There seem to have been lots of comparisons with flu. Listening to one of the question and answer slots on the news a couple of days ago the scientist was saying that this cannot be compared to flu or, if you want to use that as a comparison then the only flu it compares with is the Spanish flu.
Since December 2019, COVID-19 has killed more people in the U.S. than influenza has in the last five years. Influenza is a significant burden on the population, but COVID-19 has had a vastly larger effect.

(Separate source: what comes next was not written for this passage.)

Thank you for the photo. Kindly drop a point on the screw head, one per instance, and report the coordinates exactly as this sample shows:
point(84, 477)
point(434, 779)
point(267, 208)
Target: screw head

Many more people are susceptible to COVID-19 because there is little preexisting immunity to the virus that causes it—SARS-CoV-2. Through vaccinations and previous infections, a portion of the population has some immunity to influenza, which helps limit the number of cases we see each year. There is a lot of similarity between how the two viruses are spread, but the number of susceptible people is really what allows SARS-CoV-2 to spread so easily. COVID-19 has a higher severe disease and mortality rate than influenza in all age groups, except perhaps children under the age of 12.
So it is not like flu and if you are going to say it is you should back up your statements.
You can, however, compare it to the Spanish Flu. That virus killed more than the First World War, likely even more than the Second World War and possibly even more than the two wars combined. It is believed that more people died of influenza in the single year of 1918 than in the four years of the Black Death from 1347 to 1351. Now that actually was a "flu" pandemic.
Thankfully we know more than we did then but, I would suggest, not enough to be complacent.